The White House announcement on Jan. 20 of a freeze on foreign assistance was greeted with either glee or apathy by much of the electorate, if social media is any indicator. The former is not surprising, but who could be apathetic to retaining untold billions previously diverted to support globalist agendas and unappreciative foreign masses, if the critics of foreign assistance were to be believed? Perhaps years of being taken advantage of by Washington elites had inured Americans to what a few decried as waste, fraud, and abuse.
Having served on both sides of the foreign assistance equation for close to three decades as funder and implementer, including as an appointee in the first Trump administration, I have had a front-row seat in a system opaque to most Americans. It is perfectly understandable, at least to me, that Americans for whom the Cold War is as distant a memory as a once robust U.S. manufacturing sector, would be skeptical of perceived foreign handouts, when entire communities in our country have been bypassed by a global economy that has enriched the few at the expense of the many.
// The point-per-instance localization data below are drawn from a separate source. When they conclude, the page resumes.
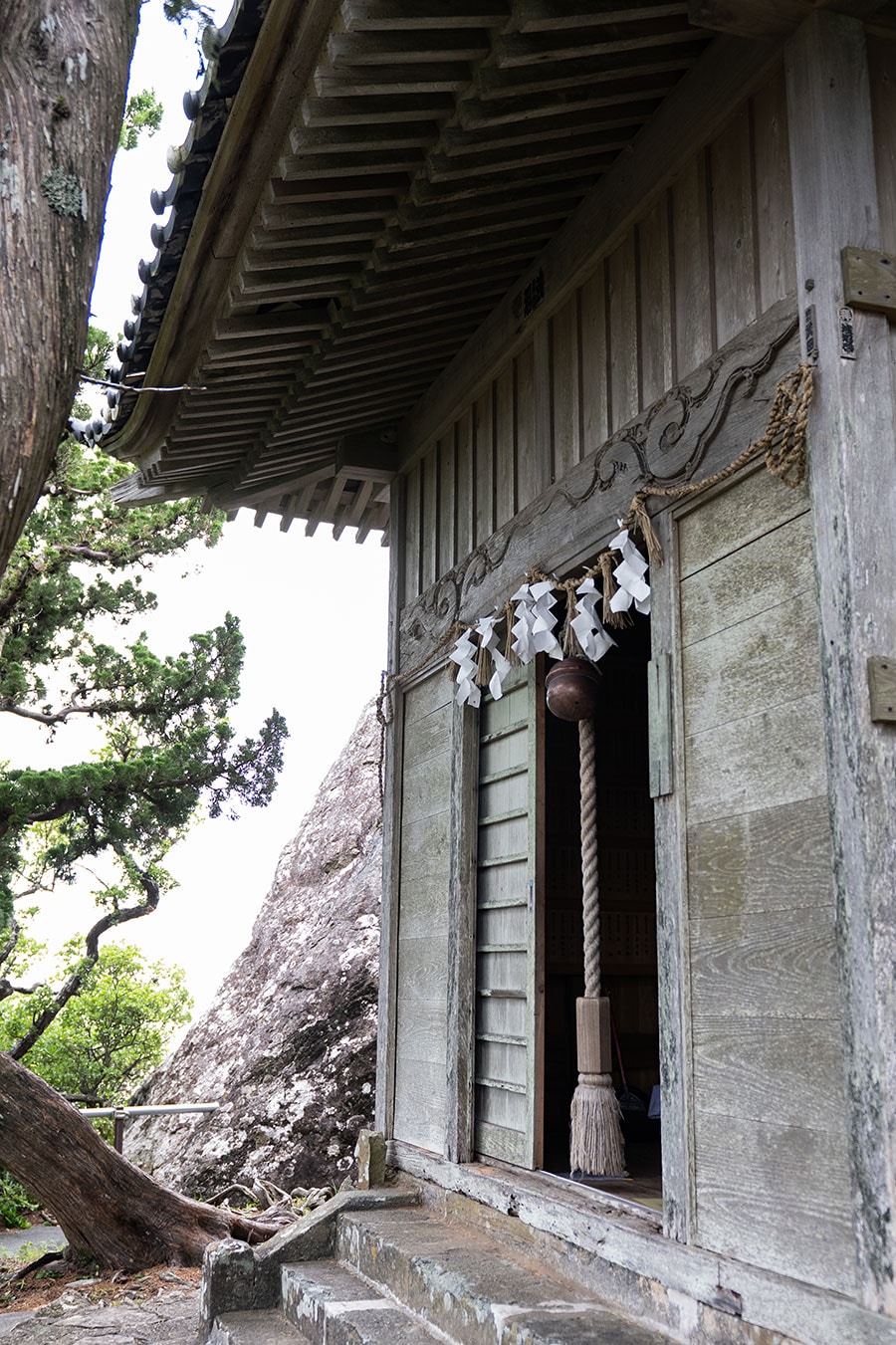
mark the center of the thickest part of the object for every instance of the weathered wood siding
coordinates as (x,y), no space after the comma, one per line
(881,64)
(707,260)
(421,974)
(508,1092)
(772,1158)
As the new administration acts to staunch the external flow of hard-earned tax dollars to nations that many Americans could not find on a map or have never even heard of, voters are looking forward to the redirection of these funds to reemploy and reempower communities long neglected by both political parties. They are looking forward to rising education standards, increasing industrial output, decreasing unemployment, improved health care, and the rebirth of the American Dream, with homeownership once again within reach of the many. I count myself among them.